More than a quarter of GPs believe that proposed changes to their contracts will mean they have to restrict access to patients, a poll suggests.

The British Medical Association published results of the survey yesterday. It found that 58 per cent of the 8,000 GPs who responded believed they would have to alter the services they offer if the proposed changes come into effect.

Just over half of those said they would have to restrict patients’ access to their surgeries if the contract changes go ahead.

And the changes, proposed by health officials last year, would lead to a reduction of staff, the poll suggests.

One in five of the GPs who said they would be forced to make changes said they would have to make clinical staff redundant and 35 per cent said they would have to lay off administrative staff.

Nine in 10 of this group said they would not be able to see patients as quickly as they do currently.

The Department of Health proposed the amended contracts, which will change the way GPs are rewarded for the care they offer, saying they will benefit patients with long-term conditions and dementia.

Instead of being offered financial incentives for routine office functions like record-keeping, GPs will be rewarded for earlier diagnosis and better care of dementia patients and improving the lives of patients with long-term conditions, a Department spokesman said.

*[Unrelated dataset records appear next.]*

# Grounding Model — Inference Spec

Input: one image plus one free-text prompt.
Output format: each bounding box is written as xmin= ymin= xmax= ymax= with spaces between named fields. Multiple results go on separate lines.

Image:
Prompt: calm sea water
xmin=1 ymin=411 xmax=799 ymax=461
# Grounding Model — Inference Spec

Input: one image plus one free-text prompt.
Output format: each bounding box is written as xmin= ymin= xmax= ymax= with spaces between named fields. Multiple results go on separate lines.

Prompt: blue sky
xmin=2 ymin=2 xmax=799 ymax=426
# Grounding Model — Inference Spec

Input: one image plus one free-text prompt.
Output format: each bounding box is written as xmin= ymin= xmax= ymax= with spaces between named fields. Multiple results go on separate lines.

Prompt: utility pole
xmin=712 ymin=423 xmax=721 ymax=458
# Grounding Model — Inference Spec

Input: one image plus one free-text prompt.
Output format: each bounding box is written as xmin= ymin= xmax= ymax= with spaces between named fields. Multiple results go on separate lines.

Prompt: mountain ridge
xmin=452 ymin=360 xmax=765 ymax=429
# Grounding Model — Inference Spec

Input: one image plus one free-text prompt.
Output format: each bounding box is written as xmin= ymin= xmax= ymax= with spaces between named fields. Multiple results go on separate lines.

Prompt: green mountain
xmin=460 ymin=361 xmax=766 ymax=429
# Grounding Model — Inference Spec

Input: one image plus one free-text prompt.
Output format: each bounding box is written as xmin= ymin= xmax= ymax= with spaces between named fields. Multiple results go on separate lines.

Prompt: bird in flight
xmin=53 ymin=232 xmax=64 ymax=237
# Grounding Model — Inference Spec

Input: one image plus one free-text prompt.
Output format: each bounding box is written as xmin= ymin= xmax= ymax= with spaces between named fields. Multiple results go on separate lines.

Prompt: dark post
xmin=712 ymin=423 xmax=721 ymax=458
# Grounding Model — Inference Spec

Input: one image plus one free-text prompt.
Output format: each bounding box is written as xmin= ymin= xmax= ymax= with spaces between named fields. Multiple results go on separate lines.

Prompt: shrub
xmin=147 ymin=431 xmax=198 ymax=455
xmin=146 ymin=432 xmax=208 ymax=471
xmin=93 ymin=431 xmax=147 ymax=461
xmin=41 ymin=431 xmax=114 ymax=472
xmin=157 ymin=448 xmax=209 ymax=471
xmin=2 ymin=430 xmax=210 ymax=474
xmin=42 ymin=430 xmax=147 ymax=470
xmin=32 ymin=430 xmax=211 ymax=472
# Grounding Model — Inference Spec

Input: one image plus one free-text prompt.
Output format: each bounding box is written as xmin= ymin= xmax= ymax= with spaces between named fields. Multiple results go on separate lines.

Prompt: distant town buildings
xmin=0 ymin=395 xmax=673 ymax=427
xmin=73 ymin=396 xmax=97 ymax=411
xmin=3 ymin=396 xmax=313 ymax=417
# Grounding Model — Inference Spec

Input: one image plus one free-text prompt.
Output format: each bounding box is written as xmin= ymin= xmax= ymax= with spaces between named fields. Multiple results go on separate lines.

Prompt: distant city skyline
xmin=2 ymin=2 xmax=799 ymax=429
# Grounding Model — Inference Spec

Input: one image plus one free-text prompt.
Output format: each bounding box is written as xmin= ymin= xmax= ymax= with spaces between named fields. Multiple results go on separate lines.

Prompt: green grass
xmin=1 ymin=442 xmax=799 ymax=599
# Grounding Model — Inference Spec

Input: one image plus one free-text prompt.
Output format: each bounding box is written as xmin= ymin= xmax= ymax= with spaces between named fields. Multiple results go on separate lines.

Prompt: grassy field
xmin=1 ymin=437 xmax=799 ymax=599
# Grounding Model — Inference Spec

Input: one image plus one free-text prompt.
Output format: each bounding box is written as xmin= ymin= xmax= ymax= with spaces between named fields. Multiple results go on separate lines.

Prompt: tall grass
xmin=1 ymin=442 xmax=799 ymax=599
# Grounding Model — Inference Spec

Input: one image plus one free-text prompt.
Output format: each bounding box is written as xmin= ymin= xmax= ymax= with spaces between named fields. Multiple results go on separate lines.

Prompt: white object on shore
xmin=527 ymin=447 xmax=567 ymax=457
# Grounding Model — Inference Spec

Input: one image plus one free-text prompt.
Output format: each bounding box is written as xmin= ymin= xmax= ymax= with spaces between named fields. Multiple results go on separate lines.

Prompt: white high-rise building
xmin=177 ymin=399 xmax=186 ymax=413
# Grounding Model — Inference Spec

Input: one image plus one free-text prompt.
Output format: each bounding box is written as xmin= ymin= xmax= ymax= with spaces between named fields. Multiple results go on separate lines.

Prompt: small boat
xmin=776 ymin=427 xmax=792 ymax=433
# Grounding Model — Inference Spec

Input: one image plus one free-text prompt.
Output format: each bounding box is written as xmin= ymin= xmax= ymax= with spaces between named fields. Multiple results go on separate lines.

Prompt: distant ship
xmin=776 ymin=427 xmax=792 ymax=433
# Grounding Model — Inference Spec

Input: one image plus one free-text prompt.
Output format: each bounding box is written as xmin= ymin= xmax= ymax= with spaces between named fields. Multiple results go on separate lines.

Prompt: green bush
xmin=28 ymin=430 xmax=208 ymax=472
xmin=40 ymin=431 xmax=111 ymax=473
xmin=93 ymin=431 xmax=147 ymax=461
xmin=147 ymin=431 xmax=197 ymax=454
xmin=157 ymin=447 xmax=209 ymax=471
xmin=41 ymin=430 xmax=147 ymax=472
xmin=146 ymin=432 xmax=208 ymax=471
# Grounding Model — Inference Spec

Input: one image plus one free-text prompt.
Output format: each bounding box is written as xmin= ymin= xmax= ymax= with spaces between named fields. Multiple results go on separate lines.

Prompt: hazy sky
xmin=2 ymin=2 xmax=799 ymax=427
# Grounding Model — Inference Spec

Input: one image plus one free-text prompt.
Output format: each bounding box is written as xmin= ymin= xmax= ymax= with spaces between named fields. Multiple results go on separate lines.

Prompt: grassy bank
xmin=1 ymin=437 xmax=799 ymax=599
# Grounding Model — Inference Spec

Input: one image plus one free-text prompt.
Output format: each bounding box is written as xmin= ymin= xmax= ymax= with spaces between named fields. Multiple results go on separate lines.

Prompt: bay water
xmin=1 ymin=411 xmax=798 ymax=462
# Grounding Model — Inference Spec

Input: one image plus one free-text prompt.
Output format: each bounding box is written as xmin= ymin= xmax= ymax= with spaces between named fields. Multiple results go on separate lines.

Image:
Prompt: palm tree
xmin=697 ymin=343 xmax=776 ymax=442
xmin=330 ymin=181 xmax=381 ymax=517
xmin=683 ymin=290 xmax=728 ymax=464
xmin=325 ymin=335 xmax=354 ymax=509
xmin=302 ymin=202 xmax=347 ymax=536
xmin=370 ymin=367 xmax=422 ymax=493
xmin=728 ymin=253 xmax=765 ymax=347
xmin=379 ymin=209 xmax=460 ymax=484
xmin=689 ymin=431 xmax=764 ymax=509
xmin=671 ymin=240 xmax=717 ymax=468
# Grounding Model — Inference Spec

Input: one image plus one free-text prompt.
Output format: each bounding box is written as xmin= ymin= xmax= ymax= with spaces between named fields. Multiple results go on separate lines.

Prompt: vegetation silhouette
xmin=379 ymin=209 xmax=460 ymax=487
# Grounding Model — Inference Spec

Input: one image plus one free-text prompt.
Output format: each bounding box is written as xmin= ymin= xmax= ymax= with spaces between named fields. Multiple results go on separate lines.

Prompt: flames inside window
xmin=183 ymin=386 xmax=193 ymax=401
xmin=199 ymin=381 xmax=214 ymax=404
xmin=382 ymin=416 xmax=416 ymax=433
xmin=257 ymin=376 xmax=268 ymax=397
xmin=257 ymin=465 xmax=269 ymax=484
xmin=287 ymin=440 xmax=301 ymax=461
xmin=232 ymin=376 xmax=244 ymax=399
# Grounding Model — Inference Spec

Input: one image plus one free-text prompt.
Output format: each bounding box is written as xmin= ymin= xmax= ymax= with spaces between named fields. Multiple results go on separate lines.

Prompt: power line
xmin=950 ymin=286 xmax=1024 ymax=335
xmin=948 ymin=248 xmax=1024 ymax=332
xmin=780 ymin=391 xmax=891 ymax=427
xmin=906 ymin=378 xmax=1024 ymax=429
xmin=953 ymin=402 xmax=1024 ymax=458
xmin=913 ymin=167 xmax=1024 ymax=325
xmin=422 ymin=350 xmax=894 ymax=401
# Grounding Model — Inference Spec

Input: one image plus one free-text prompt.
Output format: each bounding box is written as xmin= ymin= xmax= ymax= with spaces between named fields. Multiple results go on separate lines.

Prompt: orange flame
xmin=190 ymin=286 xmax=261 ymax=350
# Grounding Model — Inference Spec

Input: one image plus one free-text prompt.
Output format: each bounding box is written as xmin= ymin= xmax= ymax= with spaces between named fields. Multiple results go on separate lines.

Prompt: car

But the BMA said the proposed changes risk “putting targets before patients”.

Responding to the government’s consultation on proposals to make changes to the contracts from April 2013, the union said that GP practices would find it difficult to maintain the current level of care they offer.

Laurence Buckman, chair of the BMA’s GP committee, said: “This huge package of changes fails to consider the cumulative impact of these proposals and includes suggestions which are simply not feasible in practice or would lead to unintended consequences.

“The changes would make it difficult for practices to maintain the level of care they currently offer while introducing an even greater focus on targets and box ticking at the expense of holistic, patient-centred primary care.

“GPs will also struggle to reconcile the government’s desire to increase workload and introduce new priorities with the significant constriction of resources and capacity heralded by these proposals.

“The government needs to address the serious concerns expressed by GPs. If they fail to make changes to their proposals they run the risk of damaging patient care and undermining the very services they are seeking to improve.”

A spokesman for the NHS Employers organisation said: “The British Medical Association has provided a lengthy and detailed response to the GP contract consultation, which both the Department of Health and NHS Employers will need time to consider properly.

“After the GP contract consultation ends on February 26, ministers will take into account the representations that have been made during the consultation and then decide how to proceed.”

Health minister Lord Howe said: “Improving patient care is our priority. We want to make sure the best possible care is provided in a more consistent way across the country.

“Our changes aim to help GPs manage their workload at the same time as making improvements which will mean better care for all - especially patients with long-term conditions and dementia.

“Our proposals are not about imposing new targets. They are designed to reduce the amount of administrative box ticking and to focus time and money more onto direct patient care. They would ensure more patients get access to high quality clinical care and have the potential to save more lives.”